It is clear from Ann’s letters home that it wasn’t long before the luxury of the Friendship Hotel caused her to question her role in the evolving story of China. She lived alone, while her Chinese co-workers lived four or five to a room. Her room had a rug, bedspread and curtains, hot and cold running water. Such things were rationed for the Chinese and most did not have them. She had a choice of five dining rooms with a selection of Western food.
Ann had arrived in Peking with no set agenda other than to learn as much as she could and learn she did. She would later say that this new adventure was about “opportunity and curiosity and hope.” Disillusioned with the Communist Party in both the United States and Russia, Ann was looking for a new “road” on which to travel. Life in China was changing quickly and she understood the importance of what was taking place around her and wanted to be a part of it, not just an observer. That could never happen as long as her relationship with the Chinese people was limited to that of teacher and student, but it was the custom to treat foreigners as honored and spoiled guests.
Years spent studying and observing the issue of class had led Ann to expect something different from this experience in China. That there was a special “class” of people – foreign experts, who were exempt from living as equals – did not sit well with her. As she understood it through the writings and speeches of Mao, the emerging Great Proletarian Cultural Revolution was, in her words, essentially “a struggle between two ways of looking at the world, two different points of view: the bourgeois world outlook and the proletarian world outlook. Put more simply, and brought down to the level of each individual who wanted to be a revolutionary in this day and age, the struggle goes on in each of our minds every day as a struggle between the ‘selfish interests’ and the ‘public, or collective, interests.’ Thus, at various times, Chairman Mao Tse-tung has issued the calls to ‘Destroy selfishness, build the public good.’”

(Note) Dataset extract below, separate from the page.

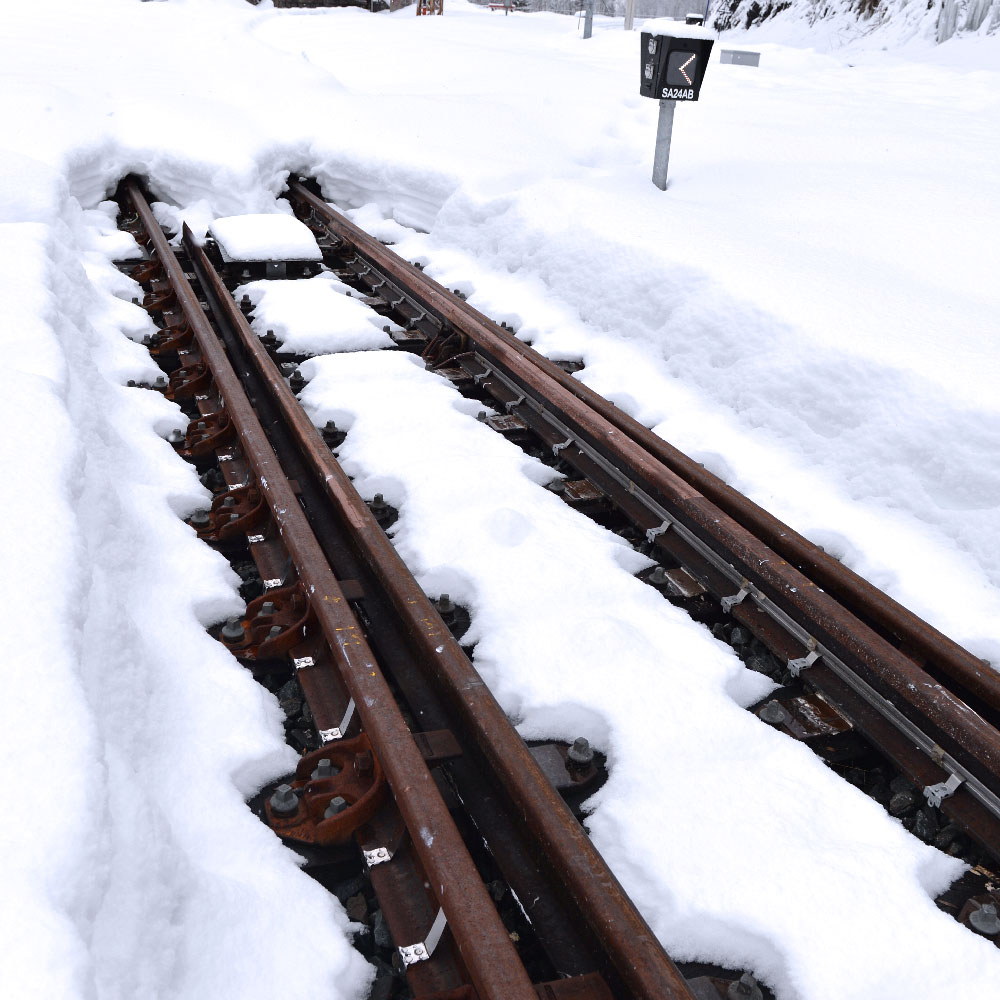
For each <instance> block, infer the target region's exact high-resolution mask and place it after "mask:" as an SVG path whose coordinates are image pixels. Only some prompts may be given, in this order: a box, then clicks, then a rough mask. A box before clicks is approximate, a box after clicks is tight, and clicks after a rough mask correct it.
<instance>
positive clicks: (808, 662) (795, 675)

What could be more selfish than living with luxuries that the vast majority of people outside the hotel, including her students, did not enjoy? Ann’s negative reaction to her privileged working and living conditions would set the stage for the remainder of her years in China. She was not willing to sit idly by as exciting changes were happening all around her. With a few close friends, she would take positive action and elicit what would become the most memorable experience of her life; one she would continue to celebrate for more than fifty years.